FRESNO, California (KSEE) – A new study by the Secret Service has determined that school shootings are preventable – and the attackers show similar warning signs.
The Office of Fresno County Superintendent of Schools is working on a prevention plan. Authorities say the key to preventing school violence is not only knowing the early warning signs but reacting to them.
The latest school shooting was at Saugus High School in Santa Clarita: the gunman was a 16-year-old student. Weeks after the incident, authorities still don’t have a clear reason why.
People who knew the shooter were stunned, calling the teenager a smart kid who showed no signs of aggressive behavior. Digging deeper, authorities say he had a troubled home life and was having relationship problems.
“The importance of understanding the risk factors that might be indicating if a student might be thinking of hurting themselves or others or both or is going to drop-out or drugs and alcohol those risk factors are out there,” said Threat Assessment Consultant John Van Dreal.
“They’re not always loud but they are noticeable if you know what to look for.”
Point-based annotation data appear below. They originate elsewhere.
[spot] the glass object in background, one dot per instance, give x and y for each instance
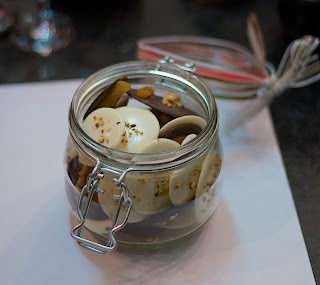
(45, 35)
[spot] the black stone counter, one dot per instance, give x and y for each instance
(107, 34)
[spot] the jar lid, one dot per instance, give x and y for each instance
(228, 68)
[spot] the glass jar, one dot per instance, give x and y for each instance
(135, 195)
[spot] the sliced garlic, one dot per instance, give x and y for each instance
(188, 138)
(105, 125)
(141, 126)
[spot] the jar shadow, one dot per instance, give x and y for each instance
(206, 253)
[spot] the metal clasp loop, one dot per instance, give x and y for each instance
(188, 66)
(83, 206)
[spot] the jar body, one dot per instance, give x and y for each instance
(171, 201)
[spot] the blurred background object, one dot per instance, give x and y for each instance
(300, 17)
(46, 34)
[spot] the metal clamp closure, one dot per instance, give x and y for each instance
(83, 206)
(188, 66)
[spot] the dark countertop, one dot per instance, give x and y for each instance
(107, 34)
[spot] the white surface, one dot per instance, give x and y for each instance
(253, 238)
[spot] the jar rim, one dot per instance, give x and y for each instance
(174, 157)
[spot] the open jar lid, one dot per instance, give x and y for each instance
(229, 69)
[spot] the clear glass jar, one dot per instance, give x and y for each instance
(156, 218)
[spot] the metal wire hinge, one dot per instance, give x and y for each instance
(83, 205)
(188, 66)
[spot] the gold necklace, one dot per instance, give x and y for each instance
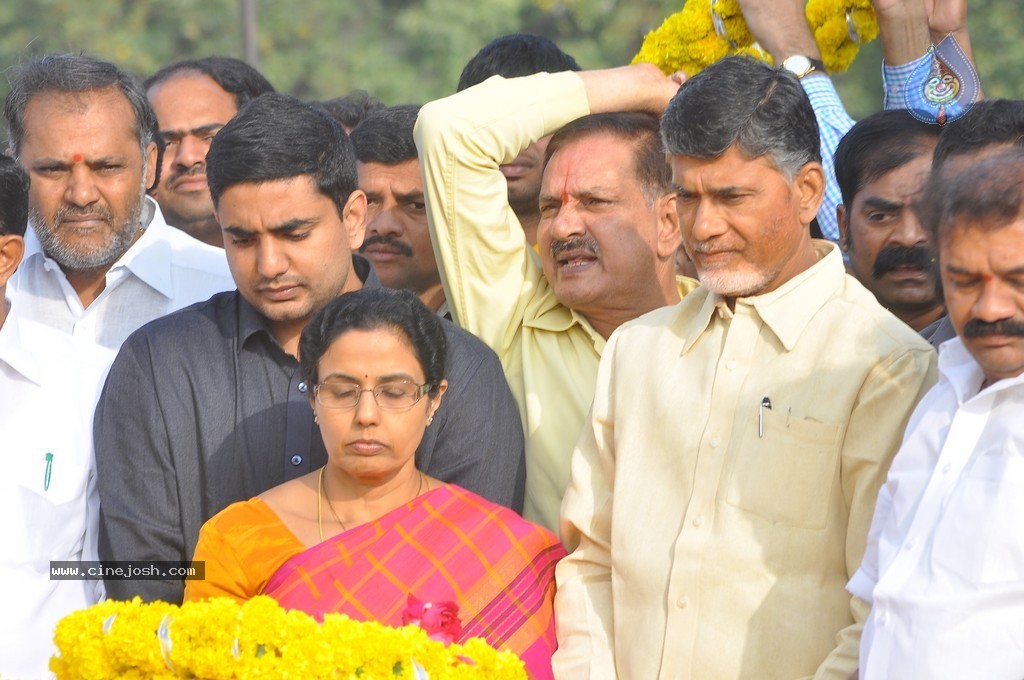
(321, 493)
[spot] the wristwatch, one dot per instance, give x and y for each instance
(802, 66)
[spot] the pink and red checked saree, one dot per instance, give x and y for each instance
(449, 545)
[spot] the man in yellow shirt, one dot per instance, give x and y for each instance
(722, 490)
(606, 238)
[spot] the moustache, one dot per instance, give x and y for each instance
(898, 256)
(190, 171)
(70, 212)
(390, 242)
(585, 243)
(979, 329)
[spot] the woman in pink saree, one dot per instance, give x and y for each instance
(369, 535)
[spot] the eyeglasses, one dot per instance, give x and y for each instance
(394, 395)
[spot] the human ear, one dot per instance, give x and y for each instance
(11, 251)
(354, 218)
(669, 234)
(810, 186)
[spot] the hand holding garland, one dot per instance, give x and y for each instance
(780, 28)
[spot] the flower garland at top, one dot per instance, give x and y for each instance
(706, 31)
(219, 638)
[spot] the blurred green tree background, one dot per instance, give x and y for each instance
(413, 50)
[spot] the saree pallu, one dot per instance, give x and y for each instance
(446, 545)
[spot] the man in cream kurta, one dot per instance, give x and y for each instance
(494, 281)
(722, 490)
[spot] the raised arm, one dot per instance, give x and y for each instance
(489, 272)
(492, 277)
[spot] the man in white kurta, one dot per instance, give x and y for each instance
(48, 388)
(944, 566)
(722, 489)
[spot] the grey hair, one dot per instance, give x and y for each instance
(74, 73)
(742, 101)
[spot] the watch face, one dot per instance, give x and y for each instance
(798, 64)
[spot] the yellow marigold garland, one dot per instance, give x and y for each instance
(219, 638)
(689, 41)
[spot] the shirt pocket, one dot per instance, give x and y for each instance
(786, 474)
(54, 513)
(979, 535)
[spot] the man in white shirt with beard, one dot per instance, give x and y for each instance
(48, 501)
(944, 565)
(100, 261)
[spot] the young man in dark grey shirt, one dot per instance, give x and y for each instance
(206, 407)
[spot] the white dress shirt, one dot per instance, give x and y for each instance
(48, 390)
(163, 271)
(944, 565)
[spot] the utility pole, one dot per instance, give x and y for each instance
(249, 30)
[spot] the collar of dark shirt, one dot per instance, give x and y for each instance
(251, 323)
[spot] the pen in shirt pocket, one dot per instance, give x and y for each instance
(765, 404)
(48, 472)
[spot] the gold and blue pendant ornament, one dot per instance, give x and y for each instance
(706, 31)
(944, 87)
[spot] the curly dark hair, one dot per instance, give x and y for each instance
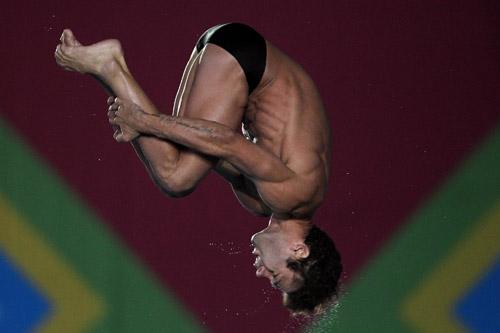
(320, 273)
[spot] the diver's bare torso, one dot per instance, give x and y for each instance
(285, 116)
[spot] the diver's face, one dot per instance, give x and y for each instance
(272, 248)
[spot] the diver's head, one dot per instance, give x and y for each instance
(301, 260)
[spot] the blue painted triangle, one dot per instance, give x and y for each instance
(479, 308)
(22, 306)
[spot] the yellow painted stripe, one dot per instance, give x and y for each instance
(75, 306)
(430, 307)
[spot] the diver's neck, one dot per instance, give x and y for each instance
(297, 225)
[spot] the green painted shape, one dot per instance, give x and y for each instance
(135, 300)
(372, 302)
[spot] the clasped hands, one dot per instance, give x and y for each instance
(126, 118)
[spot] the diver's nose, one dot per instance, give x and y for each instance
(260, 271)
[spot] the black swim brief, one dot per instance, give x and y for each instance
(244, 43)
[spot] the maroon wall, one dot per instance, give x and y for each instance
(410, 87)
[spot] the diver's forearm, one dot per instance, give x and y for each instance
(206, 137)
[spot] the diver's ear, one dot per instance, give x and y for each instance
(301, 251)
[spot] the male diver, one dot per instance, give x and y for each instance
(250, 113)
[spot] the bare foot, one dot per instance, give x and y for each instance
(101, 59)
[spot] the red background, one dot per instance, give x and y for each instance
(410, 87)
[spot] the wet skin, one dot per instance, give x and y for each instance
(283, 173)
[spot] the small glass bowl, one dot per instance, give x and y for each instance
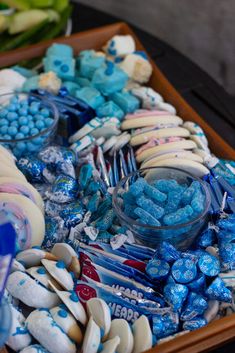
(34, 143)
(181, 235)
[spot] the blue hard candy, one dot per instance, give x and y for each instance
(195, 323)
(175, 295)
(218, 291)
(209, 265)
(184, 270)
(157, 269)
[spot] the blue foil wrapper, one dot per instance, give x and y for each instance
(195, 306)
(209, 265)
(218, 291)
(32, 168)
(165, 324)
(184, 270)
(175, 295)
(195, 323)
(64, 189)
(72, 214)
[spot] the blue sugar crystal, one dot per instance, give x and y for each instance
(198, 201)
(137, 187)
(165, 185)
(165, 324)
(91, 96)
(154, 193)
(105, 222)
(150, 207)
(126, 101)
(199, 284)
(146, 218)
(109, 108)
(178, 217)
(89, 62)
(157, 269)
(195, 323)
(189, 192)
(184, 270)
(173, 201)
(209, 265)
(94, 202)
(85, 175)
(109, 79)
(218, 291)
(196, 305)
(175, 295)
(128, 198)
(167, 252)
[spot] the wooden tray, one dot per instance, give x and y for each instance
(217, 332)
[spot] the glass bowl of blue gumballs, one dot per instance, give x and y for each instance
(28, 123)
(162, 204)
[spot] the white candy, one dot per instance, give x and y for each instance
(120, 45)
(142, 333)
(99, 310)
(21, 286)
(137, 68)
(121, 328)
(19, 337)
(92, 337)
(11, 79)
(44, 329)
(67, 322)
(61, 275)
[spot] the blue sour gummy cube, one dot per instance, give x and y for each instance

The office of Fresno County Superintendent of Schools put on a workshop and 22 of the county’s school districts sent representatives to participate.
“This training definitely entails a pro-active approach,” said Fresno County Superintendent of Schools’ Hank Gutierrez.
“We are trying to head off a threat before it becomes actual school violence and we are learning many tools.”
The school staff will make up each district’s behavioral threat assessment team. Among them are superintendents, school psychologists, resource officers, teachers, and bus drivers.
“That’s the beauty of making up that multi-disciplinary team where we can all take a different lens at that threat and we can treat that student equitably.”
Officials say not all school threats are the same, and the goal is to help staff identify the seriousness of the threat and get to students before there is a crisis.